Package 'ppsr' reference manual

Title:	Predictive Power Score
Description:	The Predictive Power Score (PPS) is an asymmetric, data-type-agnostic score that can detect linear or non-linear relationships between two variables. The score ranges from 0 (no predictive power) to 1 (perfect predictive power). PPS can be useful for data exploration purposes, in the same way correlation analysis is. For more information on PPS, see <https://github.com/paulvanderlaken/ppsr>.
Authors:	Paul van der Laken [aut, cre, cph]
Maintainer:	Paul van der Laken <[email protected]>
License:	GPL (>= 3)
Version:	0.0.5
Built:	2025-03-14 04:44:26 UTC
Source:	https://github.com/paulvanderlaken/ppsr

Lists all algorithms currently supported

Description

Lists all algorithms currently supported

Usage

available_algorithms()
available_algorithms()

Value

a list of all available parsnip engines

Examples

available_algorithms()
available_algorithms()

Lists all evaluation metrics currently supported

Description

Lists all evaluation metrics currently supported

Usage

available_evaluation_metrics()
available_evaluation_metrics()

Value

a list of all available evaluation metrics and their implementation in functional form

Examples

available_evaluation_metrics()
available_evaluation_metrics()

Normalizes the original score compared to a naive baseline score The calculation that's being performed depends on the type of model

Description

Normalizes the original score compared to a naive baseline score The calculation that's being performed depends on the type of model

Usage

normalize_score(baseline_score, model_score, type)
normalize_score(baseline_score, model_score, type)

Arguments

`baseline_score`	float, the evaluation metric score for a naive baseline (model)
`model_score`	float, the evaluation metric score for a statistical model
`type`	character, type of model

Value

numeric vector of length one, normalized score

ppsr: An R implementation of the Predictive Power Score (PPS)

Description

The PPS is an asymmetric, data-type-agnostic score that can detect linear or non-linear relationships between two columns. The score ranges from 0 (no predictive power) to 1 (perfect predictive power). It can be used as an alternative to the correlation (matrix).

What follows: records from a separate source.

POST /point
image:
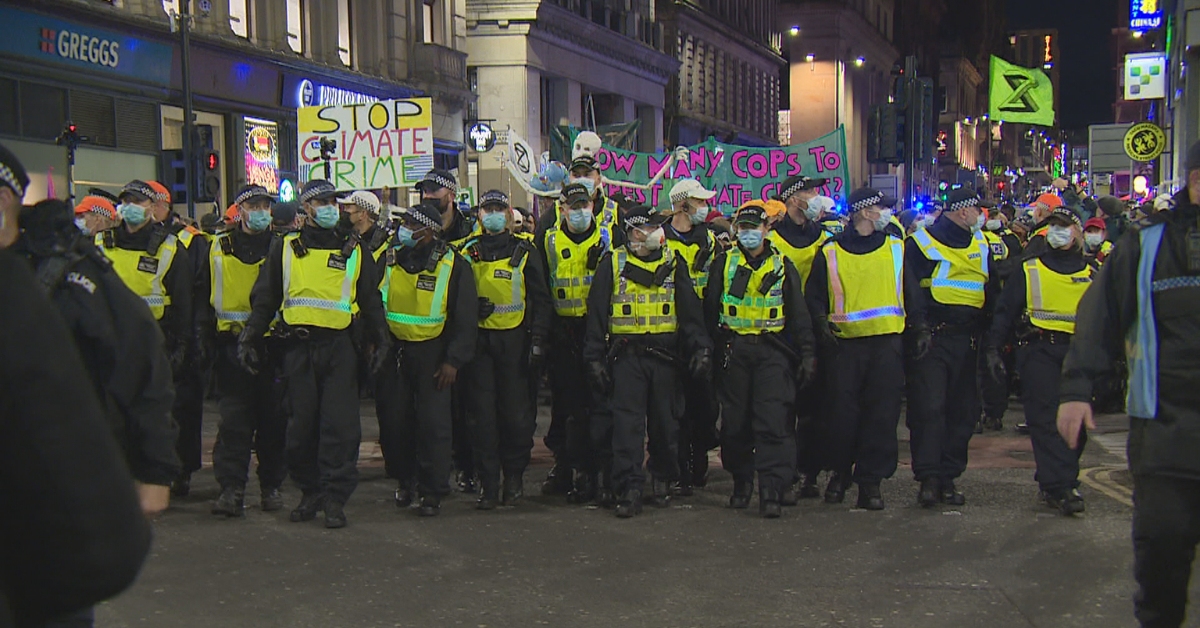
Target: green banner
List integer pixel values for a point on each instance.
(1021, 95)
(736, 173)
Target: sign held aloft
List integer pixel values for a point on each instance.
(379, 144)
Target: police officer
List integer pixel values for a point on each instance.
(952, 259)
(573, 250)
(432, 312)
(695, 245)
(755, 300)
(798, 235)
(251, 417)
(514, 324)
(317, 280)
(643, 318)
(118, 339)
(1039, 304)
(862, 299)
(1145, 303)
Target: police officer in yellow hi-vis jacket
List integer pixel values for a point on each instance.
(755, 307)
(573, 249)
(1039, 303)
(862, 299)
(514, 324)
(953, 262)
(318, 280)
(690, 238)
(645, 329)
(429, 297)
(251, 414)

Calculate predictive power score for x on y

Description

Calculate predictive power score for x on y

Usage

score(
  df,
  x,
  y,
  algorithm = "tree",
  metrics = list(regression = "MAE", classification = "F1_weighted"),
  cv_folds = 5,
  seed = 1,
  verbose = TRUE
)
score(
  df,
  x,
  y,
  algorithm = "tree",
  metrics = list(regression = "MAE", classification = "F1_weighted"),
  cv_folds = 5,
  seed = 1,
  verbose = TRUE
)

Arguments

`df`	data.frame containing columns for x and y
`x`	string, column name of predictor variable
`y`	string, column name of target variable
`algorithm`	string, see `available_algorithms()`
`metrics`	named list of `eval_*` functions used for regression and classification problems, see `available_evaluation_metrics()`
`cv_folds`	float, number of cross-validation folds
`seed`	float, seed to ensure reproducibility/stability
`verbose`	boolean, whether to print notifications

Value

a named list, potentially containing

x: the name of the predictor variable
y: the name of the target variable
result_type: text showing how to interpret the resulting score
pps: the predictive power score
metric: the evaluation metric used to compute the PPS
baseline_score: the score of a naive model on the evaluation metric
model_score: the score of the predictive model on the evaluation metric
cv_folds: how many cross-validation folds were used
seed: the seed that was set
algorithm: text shwoing what algorithm was used
model_type: text showing whether classification or regression was used

Examples

score(iris, x = 'Petal.Length', y = 'Species')
score(iris, x = 'Petal.Length', y = 'Species')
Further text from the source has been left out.